Another key aspect of sulforaphane as a health promoter in the diet is its ability to stimulate the production of detoxifying enzymes. Research at the UK College of London in 2010 showed that it activated a heart-protecting protein known as Nrf2 which naturally becomes inactive in blood vessels when they exhibit plaque build-up. This can lead to the prevention of heart disease. Additional research at the US University of California at Los Angeles has shown that sulforaphane promotes immune system function in dendritic cells, which process antigens to protect the body from infection, by preventing the reproduction of bacteria and viruses.

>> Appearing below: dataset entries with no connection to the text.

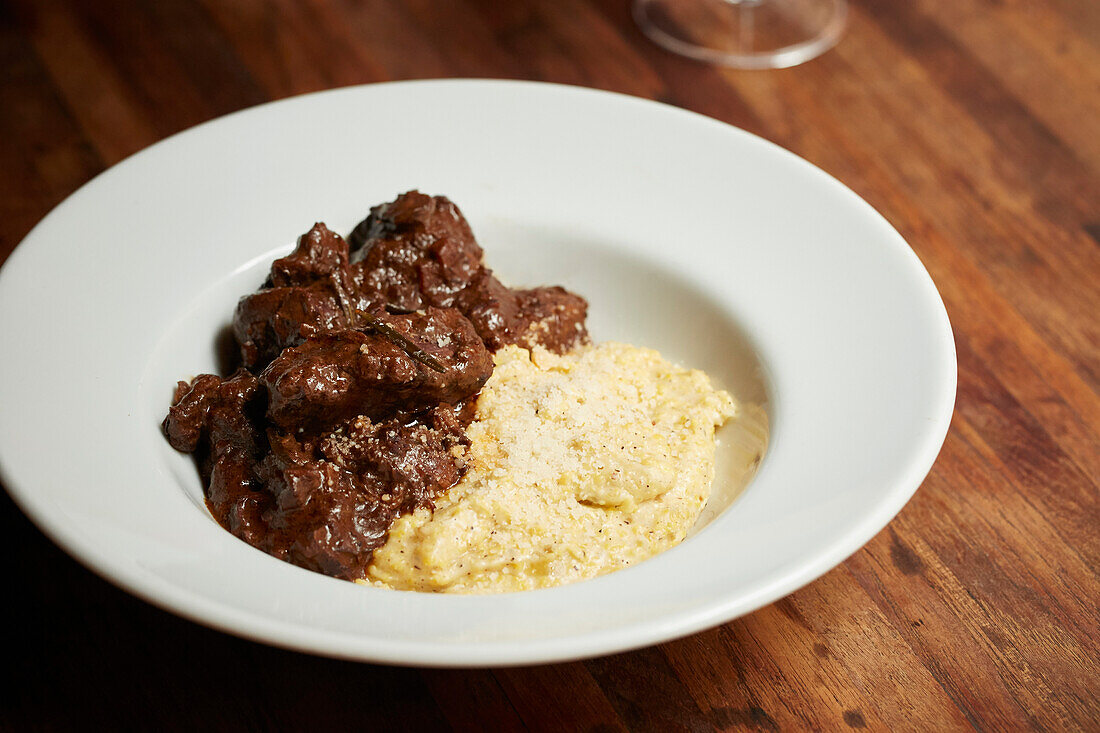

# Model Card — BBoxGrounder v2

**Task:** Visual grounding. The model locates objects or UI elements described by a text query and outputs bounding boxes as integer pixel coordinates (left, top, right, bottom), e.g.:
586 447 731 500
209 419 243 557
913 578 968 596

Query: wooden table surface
0 0 1100 731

Both natural forms of the compound or sulforaphane extract that is made into a sulforaphane supplement have been shown in laboratory testing to have a wide variety of health benefits. The antioxidant value of sulforaphane has been shown to lower blood pressure and cholesterol levels if only 3.5 ounces (100 grams) of broccoli are consumed per week. Sulforaphane cancer research has also shown that the chemical prevents the production of benzo-a-pyrene which can lead to stomach tumor growth. It is also able to act as an inhibitor for a particularly robust type of antibiotic resistant bacteria known as Heliobacter pylori.

Broccoli sprouts are known to have the highest concentration of sulforaphane, but it can also be found in many other plants in the cruciferous family such as kale, radishes, and turnips. If broccoli sprouts are harvested before the plant is allowed to mature, the concentration of sulforaphane is 30 to 50 times higher than in the mature plants. To reduce cancer risk in humans to half of the statistical average, this would require consuming an ounce of broccoli sprouts per week (28 grams) as opposed to an equivalent two pounds (907 grams) of mature broccoli.

Among the other beneficial effects of sulforaphane content in the diet include evidence that it can be used to prevent and treat arthritis, and to protect against respiratory ailments such as asthma, rhinitis, and lung disease. Drinking broccoli juice itself has also been shown to stimulate skin production of an enzyme called glutathione S-transferase, which neutralizes compounds that damage DNA while undergoing exposure to ultraviolet light from sunshine. Since the compound has beneficial effects against the most common health threats to the human population, including cancer and heart disease, it remains a subject of concentrated and repeated study by medical science.